Come segnala l’OCSE, la produttività media del lavoro delle imprese italiane è più elevata nelle zone dove l’Amministrazione pubblica è più efficiente

Mercato e Lavoro
Dopo 2 anni di crisi pandemica, a cui si sono aggiunte negli ultimi mesi le difficoltà di reperire le materie prime e il caro energia, continua, in maniera altrettanto preoccupante, la stretta dell’oppressione burocratica sugli imprenditori.
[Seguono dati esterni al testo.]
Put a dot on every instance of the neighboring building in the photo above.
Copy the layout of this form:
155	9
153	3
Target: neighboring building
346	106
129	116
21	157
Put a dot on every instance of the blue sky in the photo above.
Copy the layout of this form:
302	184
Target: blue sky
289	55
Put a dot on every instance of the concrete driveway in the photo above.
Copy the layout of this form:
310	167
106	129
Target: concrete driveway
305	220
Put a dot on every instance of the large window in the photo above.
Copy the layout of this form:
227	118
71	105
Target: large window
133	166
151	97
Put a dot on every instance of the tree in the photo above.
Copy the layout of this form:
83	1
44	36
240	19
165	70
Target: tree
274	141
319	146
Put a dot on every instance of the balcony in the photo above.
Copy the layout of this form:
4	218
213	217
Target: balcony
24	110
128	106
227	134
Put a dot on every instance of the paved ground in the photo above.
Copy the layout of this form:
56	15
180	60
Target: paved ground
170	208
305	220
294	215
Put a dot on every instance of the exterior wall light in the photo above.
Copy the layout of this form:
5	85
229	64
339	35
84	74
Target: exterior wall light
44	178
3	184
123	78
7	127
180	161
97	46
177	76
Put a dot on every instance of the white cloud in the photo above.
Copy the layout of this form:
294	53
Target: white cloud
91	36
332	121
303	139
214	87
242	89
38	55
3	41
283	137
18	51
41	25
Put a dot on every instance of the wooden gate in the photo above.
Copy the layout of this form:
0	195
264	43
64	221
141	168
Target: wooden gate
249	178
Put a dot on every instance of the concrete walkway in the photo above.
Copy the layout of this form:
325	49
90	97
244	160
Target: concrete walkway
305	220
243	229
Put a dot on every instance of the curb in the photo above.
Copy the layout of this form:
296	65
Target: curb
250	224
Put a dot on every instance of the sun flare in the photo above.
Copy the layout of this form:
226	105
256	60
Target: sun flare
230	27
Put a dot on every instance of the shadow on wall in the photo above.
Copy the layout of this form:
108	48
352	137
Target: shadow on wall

A causa dell’eccessivo numero di adempimenti, di permessi e l’espletamento delle pratiche richieste dalla nostra burocrazia, il costo annuo in capo alle imprese italiane ammonta a 57 miliardi di euro.
A
dirlo è l’Ufficio studi della CGIA che ha “ricostruito” la dimensione economica di questo fenomeno, alle luce delle analisi elaborate dall’Istituto Ambrosetti1 e da Deloitte.
I tempi, i costi e la farraginosità della cattiva burocrazia italiana costituiscono un problema che caratterizza negativamente il nostro Paese, all’interno del quale sono presenti forti differenziazioni tra Nord e Sud, nonché tra regioni a statuto ordinario e regioni a statuto speciale. Nel Mezzogiorno, dove la nostra Pubblica Amministrazione (PA) è meno efficiente, la situazione è maggiormente critica. Non è un caso, infatti, che molti investitori stranieri rifiutino a trasferirsi in Italia proprio per la difficoltà di approcciarsi con il nostro sistema burocratico che non ha eguali tra i nostri principali partner europei.
Il risultato che emerge dal confronto con gli altri Paesi europei è impietoso. Nel decennio 2008-2018, gli ultimi dati disponibili dati del World Economic Forum mostrano che il grado di complessità amministrativa che grava sulle imprese è nettamente superiore da noi che negli altri principali paesi nostri competitori. Nel rank mondiale ci posizioniamo al 136° posto: rispetto a 10 anni prima abbiamo perso addirittura sei posizioni.
A lamentarsi della scarsa qualità dei servizi resi dalla nostra PA non sono solo le imprese, ma anche i cittadini. Nell’ultima indagine effettuata dalla Commissione Europea su un campione di intervistati tra il 18 gennaio e il 14 febbraio di quest’anno, emerge che tra i 27 paesi UE, l’Italia si colloca desolatamente al 24° posto. Solo Romania, Bulgaria e Grecia registrano un livello di gradimento dell’offerta dei servizi pubblici inferiore al nostro.